Qui, arpentant les galeries du Louvre, n’aura pas été médusé par la puissance qui émane du tableau de Théodore Géricault ? Si cette immense toile fait définitivement partie des grands chefs-d’œuvre classiques de la peinture, on connaît moins la brève vie de ce grand peintre, ni la genèse de son fameux Radeau de la Méduse. Chose faite avec Frank Giroud et Gilles Mezzomo avec cette passionnante biographie axée sur cette création.
Après avoir rappelé les circonstances du naufrage de La Méduse au large des côtes de la Mauritanie et son contexte, Frank Giroud dépasse l’anecdotique pour braquer son projecteur sur l’art d’utiliser l’Art à des fins purement politiques. Malgré les penchants royalistes de Géricault, son œuvre va revigorer les bonapartistes, évincés du pouvoir sous la Restauration.
On connaît depuis longtemps l’intérêt de Frank Giroud pour l’Histoire. Il la traite ici avec respect, n’hésitant pas à y introduire juste ce qu’il faut de fiction pour accrocher son lecteur dans le cadre standard de ce genre de récit. Le dessin de Gilles Mezzomo, tout comme la couleur de Céline Labriet participent pleinement à la réussite de cet album. En accordant une place privilégiée au personnage féminin d’Eleanor Barlow, l’intrigue qui se déroule autour de Géricault prend une dimension humaine qui ne peut que susciter l’empathie du lecteur.

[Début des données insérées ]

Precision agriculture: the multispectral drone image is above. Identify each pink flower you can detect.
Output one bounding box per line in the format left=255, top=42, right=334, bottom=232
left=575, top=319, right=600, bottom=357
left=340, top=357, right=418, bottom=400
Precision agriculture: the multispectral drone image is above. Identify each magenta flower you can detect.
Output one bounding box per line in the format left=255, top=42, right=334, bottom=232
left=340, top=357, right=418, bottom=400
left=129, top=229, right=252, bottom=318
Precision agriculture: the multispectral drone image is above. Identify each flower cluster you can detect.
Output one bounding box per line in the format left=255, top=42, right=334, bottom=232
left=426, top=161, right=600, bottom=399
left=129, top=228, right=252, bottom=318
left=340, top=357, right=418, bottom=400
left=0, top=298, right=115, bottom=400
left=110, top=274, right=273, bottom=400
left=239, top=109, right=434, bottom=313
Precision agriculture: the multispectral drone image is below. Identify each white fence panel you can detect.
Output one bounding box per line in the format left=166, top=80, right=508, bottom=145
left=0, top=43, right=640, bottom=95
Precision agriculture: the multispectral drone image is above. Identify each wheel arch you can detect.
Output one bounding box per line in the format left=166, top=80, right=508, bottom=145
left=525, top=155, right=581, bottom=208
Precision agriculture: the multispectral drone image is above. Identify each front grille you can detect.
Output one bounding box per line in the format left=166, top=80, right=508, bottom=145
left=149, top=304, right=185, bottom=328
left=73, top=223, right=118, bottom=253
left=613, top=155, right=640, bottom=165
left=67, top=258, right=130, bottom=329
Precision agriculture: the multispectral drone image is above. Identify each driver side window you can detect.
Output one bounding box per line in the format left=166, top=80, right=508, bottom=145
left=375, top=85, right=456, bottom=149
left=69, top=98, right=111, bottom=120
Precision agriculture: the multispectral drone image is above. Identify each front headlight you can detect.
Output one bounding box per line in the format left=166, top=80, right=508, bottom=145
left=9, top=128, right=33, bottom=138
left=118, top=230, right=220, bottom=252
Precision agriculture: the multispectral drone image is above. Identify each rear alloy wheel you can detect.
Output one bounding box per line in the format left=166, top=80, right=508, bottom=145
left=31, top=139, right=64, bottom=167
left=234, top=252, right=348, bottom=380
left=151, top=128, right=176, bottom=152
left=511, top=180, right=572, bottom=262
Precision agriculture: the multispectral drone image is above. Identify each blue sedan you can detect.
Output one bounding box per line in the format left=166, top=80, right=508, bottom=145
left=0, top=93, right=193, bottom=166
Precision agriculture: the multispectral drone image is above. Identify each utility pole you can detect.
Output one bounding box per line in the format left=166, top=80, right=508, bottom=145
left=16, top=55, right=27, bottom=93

Cet album marque aussi le retour de Mezzomo qui, chose étonnante au vu son rythme échevelé de travail, n’avait rien publié au cours de l’année dernière. A l’instar de sa superbe trilogie, Mexicana, son Géricault démontre, une fois encore, qu’il peut passer du domaine contemporain au registre historique avec la même aisance. Ce nouveau chaînon de la collection des Grands Peintres comptera sans doute parmi ses plus belles pépites, tant pour son scénario que pour son dessin inspiré, d’une belle et intelligente synergie.